And variations on this theme - McQuaid's comments on the Anglo-Saxon world etc.

And of course the view that Spain, Eastern Europe etc are dopers paradises etc

To paraphrase the infamous Tory party quote that 'Wogs begin at Calais' it seems that for many people 'dopers begin at Calais'.

Is there any evidence of Britain having a specifically stringent drug testing which means that anyone so much as thinking of doping gets popped?

The UK has not had any major scandals such as Puerto, Festina, USP - is that absence of evidence (of doping), or evidence of absence (of doping)?

Noting that most large scale busts have involved law enforcement. Is it that UK police simply don't have any interest in anti-doping investigations considering it to the sporting matter (and besides for them there are more important things to do like public shows of force against hippies, students and brown people)

Does it actually hold up that there is an 'anti-doping culture' in UK sport given the track record of cycling in the UK - Simpson, Yates, Millar, numerous track and field, the lack of testing in football, rugby etc

Why go with this line? Is it a line to sell to the nationalists to get to jump onto the bandwagon, to sell a few more copies of your book in W.H.Smith to the Blue Rinse brigade? Does anyone sane and rational actually believe that Brits don't dope - or does believing the latter make the former an impossibility?

Well the Brits vs. Europe is a common theme in their media and discourse. So it's quite normal for British media to rely on badly thought out stereotypes. I watch a lot of English language news channels. My favorite is AJ English. And though they are quite good, the UK discourse on Europe is quite prominent. This is not strange as they rely on UK or UK educated journalists to a large part. Their views are often based on what is written in English and often in uk papers, so they carry the stereotyping with them.

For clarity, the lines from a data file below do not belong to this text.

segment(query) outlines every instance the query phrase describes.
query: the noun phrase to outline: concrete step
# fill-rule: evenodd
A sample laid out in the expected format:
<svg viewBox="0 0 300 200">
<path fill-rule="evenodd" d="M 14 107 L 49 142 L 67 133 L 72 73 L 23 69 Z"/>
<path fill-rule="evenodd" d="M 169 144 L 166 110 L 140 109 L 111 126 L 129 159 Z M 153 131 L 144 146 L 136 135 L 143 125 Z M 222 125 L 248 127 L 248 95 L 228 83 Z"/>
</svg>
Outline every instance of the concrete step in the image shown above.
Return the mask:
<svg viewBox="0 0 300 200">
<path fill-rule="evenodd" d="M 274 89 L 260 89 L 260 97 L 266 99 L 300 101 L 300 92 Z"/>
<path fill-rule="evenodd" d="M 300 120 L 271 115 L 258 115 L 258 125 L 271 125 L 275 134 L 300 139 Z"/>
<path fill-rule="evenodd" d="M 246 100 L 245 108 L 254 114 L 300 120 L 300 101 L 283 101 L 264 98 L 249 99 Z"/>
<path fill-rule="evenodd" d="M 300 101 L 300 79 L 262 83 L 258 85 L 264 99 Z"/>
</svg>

Areas were this has annoyed me are:
- The financial crisis, where UK problems seem to be minimized compared to the rest of Europe. It's a kind of UK bad, but Europe worse argumentation. Usually they think about Greece or something, and ignore that Europe has many countries much less affected than the UK.

- The Assange case, they only started doing a little digging into Swedish law and the legal situation after, he had escaped their custody and made their legal system look bad. And still despite judgments from 3 UK courts being available to be read online, the assange argument still continues, and they keep saying Assange has not been charged. (In Sweden you can not charge someone unless they are in your custody.) PS. It's much easier to get extradited to the US from the UK, than from Sweden.

So the UK narrative is a bit, self absorbed one might say. This might also have been the case if French were more global, and it was French discourse that dominated. Though personally I think it would not have been so bad, as the French consider themselves part of Europe, while in the UK, this seems to be only grudgingly admitted when reminded of facts of geography.

The anglo saxon thing fits into the discourse, but I think it has been much less in recent years. IMHO this happened because anglo-saxon was used a lot in describing the successful economic system in the UK, with anglo-saxon banking etc. After that system went belly up, the wording, might for many bring up associations with this system, and hence be less favored.


As for doping IMHO the UK is probably the cleanest in the English speaking world(big generalization by me of course). But I also think there are big differences between the sports. It would not surprise me if there was a lot of doping in rugby for example, since as team sports go there is much less testing than individual sports, and it does not seem like such a technical game.(I've never seen a hole game, nor do I know the rules so please don't shoot me if I'm talking out of my a**:eek:)

Also the UK, appears to have had a media which would do anything for a story, and I would think a doping story would sell a lot of papers. Hence if there was big time doping somewhere, I imagine the media would have gotten a sniff of it and pursued it in the name of clean sport(selling more papers;)).


My long 2 cents worth. Sorry if I stepped on toes.